The Mummy’s Ghost (1944)

The Mummy’s Ghost (1944)

IMDb meta-data is 1 hour and 1 minutes of runtime, rated 5.8 (!) by 2329 cinematizens.  

Genre:  Incredulity.

Verdict: Boredom.

George Zucco is brought out the Old Villains Home to assign John Carradine the thankless task of this movie.  Carradine travels to middle America where he turns Lon Chaney (you’d never know it to look at him) loose on the descendants of those who desecrated his Mummy’s tomb.  ‘Desecration’ is the right word for this film. 

The action takes place on the college campus replete with thirty-year old undergraduates, including Kansas City’s own Robert Lowery from Missouri.  It just so happens — ah huh — that the librarian whom he pursues is Egyptian, but she freezes when that subject of Egypt arises.  She keeps a pet terrier in the library in which she shows no interest whatever, but which saves the day later, sort of.  

Across the quad Prof is steaming tana leaves for lunch. Bad! Steamed tana leaves are not a good idea, Prof!  They are worse than kale.  (Nothing is worse than Tuscan cabbage.)

Notice the white streak in her hair, which increases in the film as the end draws near – slowly.

Once Mummy Chaney gets the scent of lunch there is no stopping him.  The aim is to reincarnate his long dead love into the Gypo bookworm noted above.  There is a nice touch when after her first brush with Mummy a white streak appears in her hair.  Bob is too discreet to mention it but she does not seem to notice it either.  Is she the only woman who does not look at a mirror?  As Lon draws nearer her hair gets progressively whiter with neither comment from others nor reaction from her.  The point being…..?

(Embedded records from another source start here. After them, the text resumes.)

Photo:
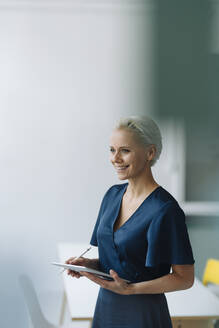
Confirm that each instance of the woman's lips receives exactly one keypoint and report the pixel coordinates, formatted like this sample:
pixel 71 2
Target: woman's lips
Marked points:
pixel 121 168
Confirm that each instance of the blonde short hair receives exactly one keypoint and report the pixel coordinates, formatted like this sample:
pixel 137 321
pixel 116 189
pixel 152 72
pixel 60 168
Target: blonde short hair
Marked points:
pixel 146 131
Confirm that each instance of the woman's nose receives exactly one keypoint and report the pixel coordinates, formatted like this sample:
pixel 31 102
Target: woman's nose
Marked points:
pixel 116 157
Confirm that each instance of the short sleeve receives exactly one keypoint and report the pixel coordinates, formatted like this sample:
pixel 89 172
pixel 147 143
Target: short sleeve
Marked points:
pixel 93 240
pixel 168 239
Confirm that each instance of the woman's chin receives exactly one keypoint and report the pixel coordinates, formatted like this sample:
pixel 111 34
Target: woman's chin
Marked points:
pixel 122 177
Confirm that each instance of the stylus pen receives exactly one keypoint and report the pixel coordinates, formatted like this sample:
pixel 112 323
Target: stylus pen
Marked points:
pixel 78 257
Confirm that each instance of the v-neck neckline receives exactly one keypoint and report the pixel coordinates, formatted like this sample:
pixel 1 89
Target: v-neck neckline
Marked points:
pixel 137 209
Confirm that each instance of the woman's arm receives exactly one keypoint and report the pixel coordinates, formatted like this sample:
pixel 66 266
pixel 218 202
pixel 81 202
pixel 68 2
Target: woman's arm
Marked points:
pixel 182 277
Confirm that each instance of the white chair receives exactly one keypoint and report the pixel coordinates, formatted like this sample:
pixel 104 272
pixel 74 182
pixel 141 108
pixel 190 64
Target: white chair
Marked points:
pixel 192 323
pixel 36 315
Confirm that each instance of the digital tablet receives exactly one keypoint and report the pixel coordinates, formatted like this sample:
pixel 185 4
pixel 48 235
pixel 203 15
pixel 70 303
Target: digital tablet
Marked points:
pixel 79 268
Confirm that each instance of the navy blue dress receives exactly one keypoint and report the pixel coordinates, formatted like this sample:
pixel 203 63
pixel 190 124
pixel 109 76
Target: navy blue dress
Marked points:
pixel 143 248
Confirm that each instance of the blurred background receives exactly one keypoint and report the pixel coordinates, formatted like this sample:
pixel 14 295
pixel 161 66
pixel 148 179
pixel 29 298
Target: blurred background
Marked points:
pixel 69 70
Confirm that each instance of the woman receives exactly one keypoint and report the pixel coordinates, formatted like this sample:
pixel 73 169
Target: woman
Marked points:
pixel 141 236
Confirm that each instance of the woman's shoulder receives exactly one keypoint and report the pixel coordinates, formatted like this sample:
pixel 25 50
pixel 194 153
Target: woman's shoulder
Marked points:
pixel 167 201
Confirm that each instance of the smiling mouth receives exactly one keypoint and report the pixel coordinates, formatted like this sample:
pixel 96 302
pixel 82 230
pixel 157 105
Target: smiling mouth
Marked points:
pixel 121 168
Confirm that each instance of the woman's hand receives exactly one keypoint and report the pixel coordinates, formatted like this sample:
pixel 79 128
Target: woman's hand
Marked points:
pixel 118 285
pixel 89 263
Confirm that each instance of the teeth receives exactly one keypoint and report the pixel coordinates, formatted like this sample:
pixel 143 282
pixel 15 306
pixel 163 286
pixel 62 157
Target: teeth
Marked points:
pixel 121 167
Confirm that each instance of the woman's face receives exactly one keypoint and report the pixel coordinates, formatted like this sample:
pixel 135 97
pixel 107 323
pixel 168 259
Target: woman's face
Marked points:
pixel 127 155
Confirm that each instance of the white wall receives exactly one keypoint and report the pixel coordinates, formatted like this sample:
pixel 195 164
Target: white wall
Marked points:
pixel 67 72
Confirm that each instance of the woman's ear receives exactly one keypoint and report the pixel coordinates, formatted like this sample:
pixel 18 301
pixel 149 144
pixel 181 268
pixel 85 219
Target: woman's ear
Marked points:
pixel 151 152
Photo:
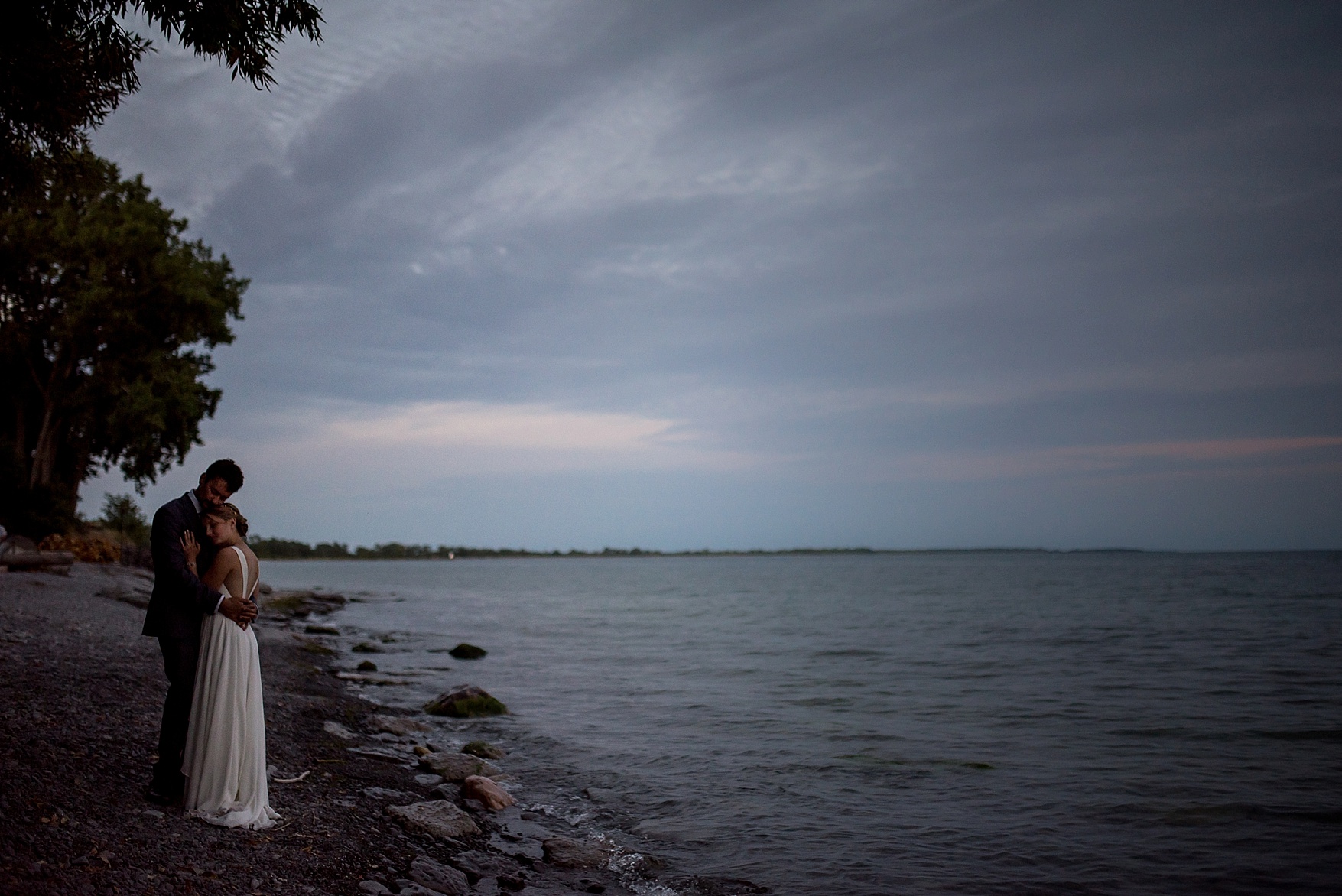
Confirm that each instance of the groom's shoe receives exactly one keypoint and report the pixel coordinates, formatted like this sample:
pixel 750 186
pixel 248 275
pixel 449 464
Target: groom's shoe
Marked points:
pixel 161 798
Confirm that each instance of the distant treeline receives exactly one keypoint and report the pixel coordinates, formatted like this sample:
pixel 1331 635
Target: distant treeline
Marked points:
pixel 288 549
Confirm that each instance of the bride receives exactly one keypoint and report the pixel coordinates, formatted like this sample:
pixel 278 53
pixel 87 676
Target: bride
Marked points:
pixel 224 761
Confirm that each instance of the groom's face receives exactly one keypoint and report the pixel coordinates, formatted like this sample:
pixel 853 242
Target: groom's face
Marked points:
pixel 213 492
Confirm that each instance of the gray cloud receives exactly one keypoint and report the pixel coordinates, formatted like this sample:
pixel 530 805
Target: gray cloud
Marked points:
pixel 853 243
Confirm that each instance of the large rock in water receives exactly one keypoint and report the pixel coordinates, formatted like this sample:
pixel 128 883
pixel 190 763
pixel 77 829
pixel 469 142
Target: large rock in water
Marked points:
pixel 439 878
pixel 467 652
pixel 465 702
pixel 437 819
pixel 460 766
pixel 576 853
pixel 486 792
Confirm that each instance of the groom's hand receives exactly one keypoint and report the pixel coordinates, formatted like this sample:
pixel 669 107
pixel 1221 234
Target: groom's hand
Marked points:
pixel 238 609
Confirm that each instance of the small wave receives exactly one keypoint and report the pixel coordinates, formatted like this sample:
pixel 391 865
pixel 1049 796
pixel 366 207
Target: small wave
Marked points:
pixel 1333 735
pixel 866 758
pixel 1226 813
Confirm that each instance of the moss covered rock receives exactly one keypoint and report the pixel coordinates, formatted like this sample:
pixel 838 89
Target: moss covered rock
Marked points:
pixel 465 702
pixel 483 748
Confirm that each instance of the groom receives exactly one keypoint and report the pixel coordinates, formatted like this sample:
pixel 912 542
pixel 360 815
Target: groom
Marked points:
pixel 176 606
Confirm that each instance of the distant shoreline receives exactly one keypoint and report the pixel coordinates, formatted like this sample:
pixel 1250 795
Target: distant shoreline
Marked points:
pixel 284 549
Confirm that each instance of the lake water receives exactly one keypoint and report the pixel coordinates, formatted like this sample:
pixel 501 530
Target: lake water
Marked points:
pixel 910 723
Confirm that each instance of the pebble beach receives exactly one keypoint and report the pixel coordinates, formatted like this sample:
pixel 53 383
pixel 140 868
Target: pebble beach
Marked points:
pixel 371 797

It has a surprisingly downbeat ending when without a GPS Mummy Chaney, struggling under the load as he carried her off, wanders into a swamp and the two sink to the bottom as quickly as did this film.  She may not have been that heavy but since he had only one arm and one leg was always dragging for reasons now forgotten.  Bob shrugs it off and with the terrier walks away.  Neither sadder nor wiser, as the rest of his career shows. 

Barton (General Martin Peterson) MacLane for once is allowed to act, rather than just bellow, and he is quite effective as the Plod up against the unbelievable long before he was drafted in I Dream of Jeannie (1965-9).  Director Reginald Le Borg had a fifty-year career cranking out ninety-two pictures like this one.  He must have offended the karma gods big time to have to do that.  Carradine is, as always, Carradine.